Canoy is not by definition opposed to advancing commercial parties in elderly care. In his eyes, these can be very useful in solving problems. But “we have to be careful” because the childcare sector has learned that it can quickly go wrong with investors who use financial tricks for short-term gain at the expense of the user. The customer of services is vulnerable. “You don’t just ship your old father when things don’t go well. Markets where it is difficult to switch function poorly because voting with the feet does not have a disciplinary effect.”

You won’t just ship your old dad if things don’t go well

Many people with dementia do not need care so much as more attention and interaction, Canoy says. This is not a medical need, but a social issue that can also be solved by volunteers, friends or neighbors instead of professional healthcare personnel. “In fact, in dementia we don’t even know what the right treatment is.”

Don’t get him wrong, Canoy says, he is not arguing for more work by the informal carers – the partners or children of the elderly person with dementia – because they are already overburdened. But he points to the large group of fit citizens between 65 and 75 years of age who do not receive informal care themselves and do not currently provide it. That is one and a half million potential volunteers who can help support elderly people with dementia. “If you manage to mobilize part of that, you have won a world.”

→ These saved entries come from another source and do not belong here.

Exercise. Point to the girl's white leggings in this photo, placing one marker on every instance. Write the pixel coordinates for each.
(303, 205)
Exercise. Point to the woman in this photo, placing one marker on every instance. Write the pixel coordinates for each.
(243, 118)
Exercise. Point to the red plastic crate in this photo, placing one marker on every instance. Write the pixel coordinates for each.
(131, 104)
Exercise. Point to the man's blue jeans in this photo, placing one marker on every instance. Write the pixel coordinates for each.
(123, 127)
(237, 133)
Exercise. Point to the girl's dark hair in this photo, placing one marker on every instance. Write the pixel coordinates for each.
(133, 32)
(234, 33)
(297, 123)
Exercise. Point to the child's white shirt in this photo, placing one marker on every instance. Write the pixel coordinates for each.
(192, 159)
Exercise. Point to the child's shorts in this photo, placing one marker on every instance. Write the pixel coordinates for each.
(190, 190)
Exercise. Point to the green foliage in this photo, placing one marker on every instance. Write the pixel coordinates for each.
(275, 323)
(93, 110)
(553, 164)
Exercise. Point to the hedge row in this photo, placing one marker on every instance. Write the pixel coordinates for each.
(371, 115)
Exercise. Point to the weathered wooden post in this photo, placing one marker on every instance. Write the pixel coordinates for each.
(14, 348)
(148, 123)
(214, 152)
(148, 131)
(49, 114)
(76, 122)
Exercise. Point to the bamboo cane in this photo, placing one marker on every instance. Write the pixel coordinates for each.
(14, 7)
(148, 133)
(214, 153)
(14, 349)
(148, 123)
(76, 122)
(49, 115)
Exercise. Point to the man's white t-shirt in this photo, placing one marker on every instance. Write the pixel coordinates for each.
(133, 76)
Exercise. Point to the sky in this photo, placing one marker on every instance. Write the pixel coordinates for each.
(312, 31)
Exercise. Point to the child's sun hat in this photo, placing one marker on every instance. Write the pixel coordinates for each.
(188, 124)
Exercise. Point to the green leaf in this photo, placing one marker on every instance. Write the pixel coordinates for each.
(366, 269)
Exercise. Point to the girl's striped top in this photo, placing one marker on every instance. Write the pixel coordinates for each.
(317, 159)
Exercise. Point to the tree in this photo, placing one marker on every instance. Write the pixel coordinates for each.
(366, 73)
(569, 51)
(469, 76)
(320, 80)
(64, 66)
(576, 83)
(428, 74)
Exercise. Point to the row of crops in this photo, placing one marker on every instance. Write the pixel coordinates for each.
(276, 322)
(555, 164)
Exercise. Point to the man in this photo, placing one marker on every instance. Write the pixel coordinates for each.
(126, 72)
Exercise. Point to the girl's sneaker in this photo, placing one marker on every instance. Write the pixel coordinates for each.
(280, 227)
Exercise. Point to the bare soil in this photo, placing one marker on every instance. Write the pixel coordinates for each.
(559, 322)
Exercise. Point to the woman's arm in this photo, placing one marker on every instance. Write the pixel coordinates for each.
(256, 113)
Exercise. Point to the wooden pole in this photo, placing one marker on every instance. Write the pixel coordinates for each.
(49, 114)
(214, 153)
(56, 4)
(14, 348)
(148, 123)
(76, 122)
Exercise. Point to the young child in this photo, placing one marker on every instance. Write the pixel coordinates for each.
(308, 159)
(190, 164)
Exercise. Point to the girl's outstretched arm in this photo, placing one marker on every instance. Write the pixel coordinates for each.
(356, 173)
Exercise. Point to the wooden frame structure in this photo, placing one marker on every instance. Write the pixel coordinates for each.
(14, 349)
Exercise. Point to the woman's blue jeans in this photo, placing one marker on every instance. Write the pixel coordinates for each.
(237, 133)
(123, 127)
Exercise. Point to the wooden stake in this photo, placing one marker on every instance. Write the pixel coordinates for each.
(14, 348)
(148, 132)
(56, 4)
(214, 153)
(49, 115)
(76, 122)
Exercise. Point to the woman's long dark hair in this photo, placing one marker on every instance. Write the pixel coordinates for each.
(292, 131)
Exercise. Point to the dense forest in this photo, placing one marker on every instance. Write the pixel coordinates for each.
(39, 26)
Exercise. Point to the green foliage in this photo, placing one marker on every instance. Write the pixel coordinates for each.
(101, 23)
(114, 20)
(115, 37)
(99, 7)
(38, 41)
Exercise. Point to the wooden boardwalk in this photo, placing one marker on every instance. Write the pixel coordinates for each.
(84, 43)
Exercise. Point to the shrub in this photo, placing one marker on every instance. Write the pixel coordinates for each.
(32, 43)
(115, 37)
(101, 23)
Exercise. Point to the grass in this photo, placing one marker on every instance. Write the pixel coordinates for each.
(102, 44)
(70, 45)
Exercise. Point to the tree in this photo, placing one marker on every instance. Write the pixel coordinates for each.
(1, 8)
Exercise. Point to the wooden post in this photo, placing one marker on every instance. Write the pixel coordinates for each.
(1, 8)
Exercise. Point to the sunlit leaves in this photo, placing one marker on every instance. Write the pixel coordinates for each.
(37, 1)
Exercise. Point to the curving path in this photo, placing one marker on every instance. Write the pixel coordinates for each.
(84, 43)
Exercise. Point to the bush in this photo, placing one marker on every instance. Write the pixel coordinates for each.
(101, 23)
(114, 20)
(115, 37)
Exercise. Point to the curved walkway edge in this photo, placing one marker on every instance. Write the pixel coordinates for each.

Also read the comment of NRC: People in their forties: think about how you will pay for your care later

Those volunteers shouldn’t be doing things that require medical professionals to do. The professor is concerned with the tasks of nurses that can be performed by others.

More deployment of volunteers would be bread robbery of nurses, which is nonsense

“That is not being encouraged in any way at the moment. The cabinet does not tempt volunteers. The opposite is the case: unions oppose more deployment of volunteers because it would be bread-raising for nurses, which is nonsense.”

Should those new auxiliaries be removed from the golf course or from their apartment? No, says Canoy. The problem is that now no attempt is even being made to reach and motivate this group to do more voluntary work for the elderly. “We can start with that tomorrow. It is much simpler than the complex solutions to the climate problem. I don’t see any government plans on how we are going to increase people’s social networks. That is incomprehensible, when we know how important that is.”

The government should not interfere with friends or neighbors itself, Canoy says, but emphasize the importance of those relationships, propagate it as a government. “This is not soft shit. All the important advisory bodies of the cabinet advise it: building communities is the solution to the exploding demand for help from the aging population, that is not something I think of.”

Building communities is the solution to the exploding demand for help from the aging population

In practice, the authorities often get in each other’s way, care is unnecessarily divided up – the dementia case manager coordinates the tasks, the district nurse does the support stockings, another organization offers daytime activities, the domestic help cleans – and complicates the various sources of money customized care. Municipalities with money problems are showing ‘shearing behaviour’ to bring elderly people living at home under another law whereby the government pays the bills.

In his inaugural lecture, Canoy mentions various initiatives that are opposed by the system: separate funds from municipalities or health insurers prevent neighborhood cooperatives or other citizens’ initiatives from solving multiple problems at the same time.